2) avere un access token che impedisca l'uso della banda a chi non è cliente del Centro. Questo anche per evitare una riduzione della banda disponibile che va a discapito del servizio offerto ai propri clienti.

Avere il wifi libero semplificherebbe sicuramente le procedure e la gestione dei clienti nei Centri, ma credo che la sicurezza e la qualità del servizio debbano essere mantenuti.

carlo introvigne ha detto...

cari colleghi, l'esperienza ci insegna ad attendere le leggi di conversione dei DL.. in questo caso la norma è contenuta nel decreto legge 69/2013 (c.d. decreto del "fare") e solo con la legge di conversione - che deve arrivare entro 60 giorni - la norma sul wi-fi si stabilizzerà e dettaglierà.. allora la si potrà comprendere appieno

Barbara Missaglia ha detto...

Nella norma però si specifica: "quando l'offerta di accesso non costituisce l'attività commerciale prevalente del gestore del servizio".
Ok, per noi l'accesso a Internet non è l'attività commerciale "prevalente", ma è pur sempre una componente di essa, molto più prevalente di quanto possa esserlo per hotel, bar, centri commerciali o stabilimenti balneari, per quanto ne so... Tant'è che un Business Centre che oggi non offrisse connessioni wi-fi sarebbe automaticamente fuori dal mercato.
Non è che questo basti a metterci al riparo dalla liberalizzazione indiscriminata?

Gianluca Mastroianni ha detto...

Secondo me per noi nulla cambierà, cioè mi spiego:
se il cliente si collega in wifi o con cavo, che si collega per mezza giornata o sia residenziale da noi, ritengo che la tracciabilità si opportuno.
Dovremo però avvisarlo di questo in quanto applicheremo norme + stringenti rispetto la legge.
Discorso diverso se abbiamo postazioni hotdesk/coworking forse li nello spirito "libero" sarebbe in teoria opportuno dare libero accesso.
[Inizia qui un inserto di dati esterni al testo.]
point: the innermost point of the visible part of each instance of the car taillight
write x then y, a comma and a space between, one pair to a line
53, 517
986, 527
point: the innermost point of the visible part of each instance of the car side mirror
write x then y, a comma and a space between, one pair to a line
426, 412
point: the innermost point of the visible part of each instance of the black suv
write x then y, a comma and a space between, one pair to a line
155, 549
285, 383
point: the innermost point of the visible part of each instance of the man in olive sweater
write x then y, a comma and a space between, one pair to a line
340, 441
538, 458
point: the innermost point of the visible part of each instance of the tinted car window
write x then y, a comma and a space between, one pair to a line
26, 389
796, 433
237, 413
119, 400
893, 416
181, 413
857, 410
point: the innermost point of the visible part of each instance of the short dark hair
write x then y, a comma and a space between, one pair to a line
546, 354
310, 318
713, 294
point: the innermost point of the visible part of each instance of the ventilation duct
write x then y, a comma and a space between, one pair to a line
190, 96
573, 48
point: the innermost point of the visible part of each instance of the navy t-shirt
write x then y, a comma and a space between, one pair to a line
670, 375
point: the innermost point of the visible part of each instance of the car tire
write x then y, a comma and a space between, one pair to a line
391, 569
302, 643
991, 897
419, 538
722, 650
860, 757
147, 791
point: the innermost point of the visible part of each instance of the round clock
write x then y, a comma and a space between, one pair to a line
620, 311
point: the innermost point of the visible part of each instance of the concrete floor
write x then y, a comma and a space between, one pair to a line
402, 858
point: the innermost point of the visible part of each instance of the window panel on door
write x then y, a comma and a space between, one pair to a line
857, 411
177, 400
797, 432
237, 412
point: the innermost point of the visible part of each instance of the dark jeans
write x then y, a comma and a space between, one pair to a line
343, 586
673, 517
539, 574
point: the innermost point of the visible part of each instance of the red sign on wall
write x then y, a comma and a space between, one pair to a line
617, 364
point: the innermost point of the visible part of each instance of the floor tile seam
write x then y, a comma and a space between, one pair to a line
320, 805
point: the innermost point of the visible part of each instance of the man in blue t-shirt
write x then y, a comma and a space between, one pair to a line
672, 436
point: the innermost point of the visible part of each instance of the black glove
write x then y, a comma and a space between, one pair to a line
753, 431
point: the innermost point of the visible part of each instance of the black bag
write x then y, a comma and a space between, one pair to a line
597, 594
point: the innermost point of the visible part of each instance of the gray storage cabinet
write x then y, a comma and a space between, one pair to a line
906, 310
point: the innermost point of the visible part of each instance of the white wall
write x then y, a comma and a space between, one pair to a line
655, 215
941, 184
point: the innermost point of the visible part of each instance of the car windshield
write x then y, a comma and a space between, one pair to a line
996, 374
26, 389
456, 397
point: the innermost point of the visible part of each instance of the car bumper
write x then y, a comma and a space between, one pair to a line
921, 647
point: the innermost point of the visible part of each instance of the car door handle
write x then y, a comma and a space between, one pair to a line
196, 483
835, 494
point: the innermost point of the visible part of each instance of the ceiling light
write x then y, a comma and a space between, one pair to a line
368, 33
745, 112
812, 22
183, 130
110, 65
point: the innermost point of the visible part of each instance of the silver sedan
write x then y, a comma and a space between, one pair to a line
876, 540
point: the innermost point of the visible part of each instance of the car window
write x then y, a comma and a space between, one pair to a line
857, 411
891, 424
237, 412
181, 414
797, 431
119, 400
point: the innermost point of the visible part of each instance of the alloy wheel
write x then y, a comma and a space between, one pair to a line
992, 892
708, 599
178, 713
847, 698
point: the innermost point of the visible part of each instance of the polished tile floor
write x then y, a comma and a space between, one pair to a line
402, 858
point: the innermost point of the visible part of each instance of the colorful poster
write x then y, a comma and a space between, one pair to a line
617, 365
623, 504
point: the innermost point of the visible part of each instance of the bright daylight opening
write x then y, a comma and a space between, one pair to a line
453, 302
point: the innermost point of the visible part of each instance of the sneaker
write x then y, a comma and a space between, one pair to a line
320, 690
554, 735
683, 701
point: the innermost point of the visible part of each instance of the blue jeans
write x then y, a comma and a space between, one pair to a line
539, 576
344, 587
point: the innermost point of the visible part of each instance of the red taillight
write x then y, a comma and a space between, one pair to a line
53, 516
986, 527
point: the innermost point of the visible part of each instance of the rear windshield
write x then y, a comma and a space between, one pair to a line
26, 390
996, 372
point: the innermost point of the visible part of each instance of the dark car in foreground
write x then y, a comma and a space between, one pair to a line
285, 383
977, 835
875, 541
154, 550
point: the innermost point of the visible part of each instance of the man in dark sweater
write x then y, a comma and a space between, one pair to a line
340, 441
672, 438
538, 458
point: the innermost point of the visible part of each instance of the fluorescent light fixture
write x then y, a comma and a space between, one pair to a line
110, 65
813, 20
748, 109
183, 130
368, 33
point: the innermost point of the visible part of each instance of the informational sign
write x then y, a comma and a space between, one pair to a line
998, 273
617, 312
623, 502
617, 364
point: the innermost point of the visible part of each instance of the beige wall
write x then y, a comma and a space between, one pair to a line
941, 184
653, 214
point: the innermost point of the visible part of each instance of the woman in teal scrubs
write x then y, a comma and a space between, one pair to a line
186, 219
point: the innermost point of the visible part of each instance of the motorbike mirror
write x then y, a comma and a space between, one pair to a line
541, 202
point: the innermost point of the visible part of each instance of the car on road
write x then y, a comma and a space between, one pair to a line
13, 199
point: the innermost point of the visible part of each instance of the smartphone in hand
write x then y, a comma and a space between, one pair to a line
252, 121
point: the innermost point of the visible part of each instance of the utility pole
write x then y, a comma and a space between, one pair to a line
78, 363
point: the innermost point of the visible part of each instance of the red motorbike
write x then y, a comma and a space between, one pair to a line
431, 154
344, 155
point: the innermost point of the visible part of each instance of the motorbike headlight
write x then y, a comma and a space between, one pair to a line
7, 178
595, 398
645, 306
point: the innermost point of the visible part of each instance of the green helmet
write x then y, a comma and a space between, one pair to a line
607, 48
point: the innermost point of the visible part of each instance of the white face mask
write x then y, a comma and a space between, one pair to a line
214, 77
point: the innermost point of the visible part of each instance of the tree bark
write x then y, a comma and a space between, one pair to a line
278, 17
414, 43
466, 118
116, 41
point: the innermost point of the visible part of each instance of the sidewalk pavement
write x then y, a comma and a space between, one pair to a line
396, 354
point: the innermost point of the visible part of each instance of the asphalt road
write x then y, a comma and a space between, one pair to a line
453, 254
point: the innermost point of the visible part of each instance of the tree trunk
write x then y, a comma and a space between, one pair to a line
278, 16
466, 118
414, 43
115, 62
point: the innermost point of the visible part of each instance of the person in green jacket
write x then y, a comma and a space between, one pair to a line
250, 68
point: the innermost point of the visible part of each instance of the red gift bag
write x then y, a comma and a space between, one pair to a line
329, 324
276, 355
Rimarrebbe il problema però di come rispondere in un prossimo futuro a forze di Polizia che eseguano un controllo su un cliente.

FelsinaBC ha detto...

Non temo più di tanto di andare off-topic ponendo la questione delle comunicazioni e liberatorie da proporre ai clienti affinchè ci si tuteli da responsabilità nel caso di usi impropri, senza violare la loro privacy. O meglio, ottenendo le autorizzazioni per poterlo fare in caso di necessità. Questo vale anche e soprattutto per l'attività del firewall e dei propri sistemi di sicurezza che monitorano il traffico. Detto questo, voi come fate?